Les étudiants étrangers

Dans l'enseignement supérieur en Île-de-France

28 février 2017Corinne de Berny Riche

En 2014, la France est le quatrième pays d’accueil des étudiants en mobilité diplômante dans le monde et le premier des pays non anglophones, derrière les États-Unis, le Royaume-Uni et l’Australie . C’est vers l’Île-de-France que beaucoup se dirigent : plus de 100 000 étudiants étrangers sont inscrits dans un établissement d’enseignement supérieur francilien, représentant 35 % des étudiants de nationalité étrangère recensés dans le pays. Cependant, le poids de la région a baissé depuis 10 ans.

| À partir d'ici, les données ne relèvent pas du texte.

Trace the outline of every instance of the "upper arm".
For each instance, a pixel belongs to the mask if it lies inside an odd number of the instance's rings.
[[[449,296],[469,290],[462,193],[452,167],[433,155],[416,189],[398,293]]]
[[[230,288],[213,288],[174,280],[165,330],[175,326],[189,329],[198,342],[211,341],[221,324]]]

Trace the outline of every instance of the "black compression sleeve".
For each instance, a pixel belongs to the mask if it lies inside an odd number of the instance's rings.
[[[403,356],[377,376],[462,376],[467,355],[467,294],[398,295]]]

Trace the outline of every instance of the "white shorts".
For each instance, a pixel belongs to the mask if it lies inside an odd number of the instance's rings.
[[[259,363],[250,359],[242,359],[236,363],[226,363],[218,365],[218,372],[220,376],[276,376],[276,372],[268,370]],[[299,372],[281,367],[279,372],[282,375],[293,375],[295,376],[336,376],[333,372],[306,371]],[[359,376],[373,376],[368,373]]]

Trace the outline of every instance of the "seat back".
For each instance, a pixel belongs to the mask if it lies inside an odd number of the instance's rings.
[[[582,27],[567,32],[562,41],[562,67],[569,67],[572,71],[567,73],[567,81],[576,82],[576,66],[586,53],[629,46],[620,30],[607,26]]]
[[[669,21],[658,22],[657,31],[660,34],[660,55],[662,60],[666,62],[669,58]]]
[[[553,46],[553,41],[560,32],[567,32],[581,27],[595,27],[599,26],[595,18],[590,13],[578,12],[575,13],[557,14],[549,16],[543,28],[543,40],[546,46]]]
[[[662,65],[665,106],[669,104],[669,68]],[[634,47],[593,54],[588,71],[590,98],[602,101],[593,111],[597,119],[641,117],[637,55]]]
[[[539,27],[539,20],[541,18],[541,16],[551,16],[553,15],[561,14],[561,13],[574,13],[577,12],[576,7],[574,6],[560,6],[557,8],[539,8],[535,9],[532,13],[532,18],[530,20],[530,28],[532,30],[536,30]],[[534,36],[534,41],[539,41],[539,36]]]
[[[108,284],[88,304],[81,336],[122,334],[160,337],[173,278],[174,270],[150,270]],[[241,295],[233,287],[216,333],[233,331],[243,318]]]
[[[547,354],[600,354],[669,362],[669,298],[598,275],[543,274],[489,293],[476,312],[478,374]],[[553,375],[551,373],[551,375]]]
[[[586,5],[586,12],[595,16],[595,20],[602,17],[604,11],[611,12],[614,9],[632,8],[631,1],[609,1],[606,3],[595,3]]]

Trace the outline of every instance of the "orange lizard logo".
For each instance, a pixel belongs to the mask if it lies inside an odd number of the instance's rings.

Ce public est composite : 20 à 30 % sont des jeunes entrés en France plusieurs années avant de poursuivre des études supérieures, 20 à 30 % sont venus accomplir en France la totalité de leurs études supérieures, et 46 % sont en mobilité de durée plus courte, le plus souvent hors programme spécifique. Leurs origines géographiques restent stables, avec une part importante d’étudiants originaires d’Afrique (40 %). Les pays européens fournissent le second plus gros contingent, devant l’Asie et l’Amérique.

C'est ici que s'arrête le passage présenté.